Time scale competition leading to fragmentation and recombination transitions in the coevolution of network and states
F. Vazquez, J.C. Gonzalez-Avella, V.M. Eguiluz, M. San Miguel

TL;DR
This paper investigates how the interplay of network restructuring and node state changes leads to phase transitions like fragmentation and recombination, driven by emergent time scales in co-evolving systems.
Contribution
It introduces a model capturing the co-evolution of network topology and node states, revealing two distinct phase transitions governed by emergent time scales.
Findings
Identifies a recombination transition separating frozen and active network states.
Discovers a fragmentation transition as an anomalous order-disorder phase change.
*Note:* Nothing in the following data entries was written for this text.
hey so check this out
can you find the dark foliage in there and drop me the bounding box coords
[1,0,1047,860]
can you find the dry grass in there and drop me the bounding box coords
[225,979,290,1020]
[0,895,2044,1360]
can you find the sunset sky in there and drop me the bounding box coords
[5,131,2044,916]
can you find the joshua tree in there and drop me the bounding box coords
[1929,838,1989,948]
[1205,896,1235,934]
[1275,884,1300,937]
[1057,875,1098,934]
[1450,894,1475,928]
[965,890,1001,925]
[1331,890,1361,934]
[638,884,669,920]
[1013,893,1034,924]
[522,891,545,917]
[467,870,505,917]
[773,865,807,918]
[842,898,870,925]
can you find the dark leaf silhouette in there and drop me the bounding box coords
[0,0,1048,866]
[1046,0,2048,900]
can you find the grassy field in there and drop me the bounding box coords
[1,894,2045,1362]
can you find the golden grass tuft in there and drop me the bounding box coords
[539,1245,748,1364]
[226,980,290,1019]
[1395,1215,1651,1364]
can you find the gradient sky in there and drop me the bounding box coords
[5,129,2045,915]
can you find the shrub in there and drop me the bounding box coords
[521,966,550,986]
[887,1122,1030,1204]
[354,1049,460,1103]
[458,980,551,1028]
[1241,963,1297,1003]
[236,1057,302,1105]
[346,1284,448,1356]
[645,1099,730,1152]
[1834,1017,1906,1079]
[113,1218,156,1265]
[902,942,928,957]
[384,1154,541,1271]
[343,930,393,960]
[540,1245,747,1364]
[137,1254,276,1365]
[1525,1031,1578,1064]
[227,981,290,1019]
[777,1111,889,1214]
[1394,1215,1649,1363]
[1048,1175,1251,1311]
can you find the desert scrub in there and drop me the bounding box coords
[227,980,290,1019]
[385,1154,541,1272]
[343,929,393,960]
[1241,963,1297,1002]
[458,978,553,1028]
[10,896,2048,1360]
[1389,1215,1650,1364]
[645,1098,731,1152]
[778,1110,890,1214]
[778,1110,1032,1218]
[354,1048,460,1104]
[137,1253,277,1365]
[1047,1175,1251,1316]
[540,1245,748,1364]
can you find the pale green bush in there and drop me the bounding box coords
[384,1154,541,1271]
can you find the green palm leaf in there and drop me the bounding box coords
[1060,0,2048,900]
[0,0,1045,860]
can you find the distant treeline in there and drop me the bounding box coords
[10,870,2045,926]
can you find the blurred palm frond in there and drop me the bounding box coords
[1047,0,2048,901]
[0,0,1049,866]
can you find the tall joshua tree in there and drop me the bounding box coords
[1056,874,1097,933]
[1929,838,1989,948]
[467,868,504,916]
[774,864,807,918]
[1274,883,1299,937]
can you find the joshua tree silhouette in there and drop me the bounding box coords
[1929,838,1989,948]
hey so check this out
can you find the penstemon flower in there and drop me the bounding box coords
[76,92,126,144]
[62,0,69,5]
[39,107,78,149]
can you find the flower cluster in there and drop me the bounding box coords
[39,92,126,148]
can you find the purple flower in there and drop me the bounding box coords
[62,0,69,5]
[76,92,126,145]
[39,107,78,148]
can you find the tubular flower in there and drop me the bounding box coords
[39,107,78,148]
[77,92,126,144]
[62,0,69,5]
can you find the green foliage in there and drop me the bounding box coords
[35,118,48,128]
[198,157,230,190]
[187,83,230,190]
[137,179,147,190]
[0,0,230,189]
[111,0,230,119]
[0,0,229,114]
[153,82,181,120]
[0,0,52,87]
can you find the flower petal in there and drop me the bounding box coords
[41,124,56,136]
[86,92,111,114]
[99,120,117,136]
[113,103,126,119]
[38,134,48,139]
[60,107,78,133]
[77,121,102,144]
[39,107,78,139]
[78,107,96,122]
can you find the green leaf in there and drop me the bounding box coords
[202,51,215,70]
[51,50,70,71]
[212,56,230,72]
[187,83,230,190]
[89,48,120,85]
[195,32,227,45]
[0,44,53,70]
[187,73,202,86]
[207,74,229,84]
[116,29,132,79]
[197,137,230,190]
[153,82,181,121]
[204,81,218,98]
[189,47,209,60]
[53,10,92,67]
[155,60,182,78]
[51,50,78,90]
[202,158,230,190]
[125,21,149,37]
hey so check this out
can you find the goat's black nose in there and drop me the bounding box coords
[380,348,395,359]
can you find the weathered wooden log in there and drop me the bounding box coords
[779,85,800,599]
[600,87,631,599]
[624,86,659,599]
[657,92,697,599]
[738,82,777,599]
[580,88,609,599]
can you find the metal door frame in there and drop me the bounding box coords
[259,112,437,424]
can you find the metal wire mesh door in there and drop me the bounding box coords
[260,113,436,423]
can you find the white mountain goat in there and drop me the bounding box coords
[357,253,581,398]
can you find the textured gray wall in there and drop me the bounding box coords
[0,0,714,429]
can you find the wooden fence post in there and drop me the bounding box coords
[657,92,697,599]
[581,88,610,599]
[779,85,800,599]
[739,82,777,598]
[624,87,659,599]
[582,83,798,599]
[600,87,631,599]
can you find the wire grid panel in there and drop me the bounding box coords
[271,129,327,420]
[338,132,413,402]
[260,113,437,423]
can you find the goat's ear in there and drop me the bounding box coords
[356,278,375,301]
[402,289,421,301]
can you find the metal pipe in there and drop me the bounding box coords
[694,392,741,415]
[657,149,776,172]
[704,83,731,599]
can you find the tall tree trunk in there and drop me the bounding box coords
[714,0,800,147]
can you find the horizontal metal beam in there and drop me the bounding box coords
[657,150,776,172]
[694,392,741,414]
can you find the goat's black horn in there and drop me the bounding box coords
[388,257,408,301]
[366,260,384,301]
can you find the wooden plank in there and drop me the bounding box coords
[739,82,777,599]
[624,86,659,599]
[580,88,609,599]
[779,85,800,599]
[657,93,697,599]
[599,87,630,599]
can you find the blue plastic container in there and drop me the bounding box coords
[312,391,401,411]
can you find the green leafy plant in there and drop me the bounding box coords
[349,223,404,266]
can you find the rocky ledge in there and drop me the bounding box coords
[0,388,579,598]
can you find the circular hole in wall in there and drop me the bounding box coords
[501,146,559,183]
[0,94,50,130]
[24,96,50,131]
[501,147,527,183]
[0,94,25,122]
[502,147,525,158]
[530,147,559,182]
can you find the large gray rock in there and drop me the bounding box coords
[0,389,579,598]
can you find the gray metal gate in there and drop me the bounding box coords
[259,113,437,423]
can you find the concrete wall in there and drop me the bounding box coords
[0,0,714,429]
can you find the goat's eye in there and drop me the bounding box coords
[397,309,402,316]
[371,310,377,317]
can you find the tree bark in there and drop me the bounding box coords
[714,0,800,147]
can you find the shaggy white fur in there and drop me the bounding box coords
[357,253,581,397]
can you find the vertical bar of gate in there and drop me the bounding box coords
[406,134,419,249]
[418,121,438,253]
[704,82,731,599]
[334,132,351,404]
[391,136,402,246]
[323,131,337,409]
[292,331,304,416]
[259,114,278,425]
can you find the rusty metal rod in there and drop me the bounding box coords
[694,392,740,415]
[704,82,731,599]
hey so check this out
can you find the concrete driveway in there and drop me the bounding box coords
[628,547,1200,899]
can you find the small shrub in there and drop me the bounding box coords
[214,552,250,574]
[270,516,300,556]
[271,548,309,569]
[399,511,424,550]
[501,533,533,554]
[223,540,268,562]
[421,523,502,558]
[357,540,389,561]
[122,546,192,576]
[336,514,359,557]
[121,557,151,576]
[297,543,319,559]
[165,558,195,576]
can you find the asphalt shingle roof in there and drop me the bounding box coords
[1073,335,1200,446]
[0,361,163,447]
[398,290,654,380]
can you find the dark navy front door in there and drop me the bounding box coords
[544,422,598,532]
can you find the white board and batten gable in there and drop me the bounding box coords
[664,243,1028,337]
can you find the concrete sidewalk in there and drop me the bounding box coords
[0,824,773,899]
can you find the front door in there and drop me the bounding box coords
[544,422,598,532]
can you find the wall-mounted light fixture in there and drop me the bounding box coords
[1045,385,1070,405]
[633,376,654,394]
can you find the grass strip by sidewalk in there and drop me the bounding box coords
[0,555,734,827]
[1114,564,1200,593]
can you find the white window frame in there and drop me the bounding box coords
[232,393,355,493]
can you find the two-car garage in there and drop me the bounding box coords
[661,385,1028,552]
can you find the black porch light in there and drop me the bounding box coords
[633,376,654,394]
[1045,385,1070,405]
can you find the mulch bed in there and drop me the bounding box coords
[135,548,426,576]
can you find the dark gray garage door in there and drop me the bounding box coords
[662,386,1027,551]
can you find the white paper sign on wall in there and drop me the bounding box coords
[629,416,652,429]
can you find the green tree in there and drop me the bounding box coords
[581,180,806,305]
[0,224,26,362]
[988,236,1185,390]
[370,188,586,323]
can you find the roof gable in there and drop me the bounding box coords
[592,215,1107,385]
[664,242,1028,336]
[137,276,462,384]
Provides analytical explanation for the nature of these transitions.
Abstract
We study the co-evolution of network structure and node states in a model of multiple state interacting agents. The system displays two transitions, network recombination and fragmentation, governed by time scales that emerge from the dynamics. The recombination transition separates a frozen configuration, composed by disconnected network components whose agents share the same state, from an active configuration, with a fraction of links that are continuously being rewired. The nature of this transition is explained analytically as the maximum of a characteristic time. The fragmentation transition, that appears between two absorbing frozen phases, is an anomalous order-disorder transition, governed by a crossover between the time scales that control the structure and state dynamics.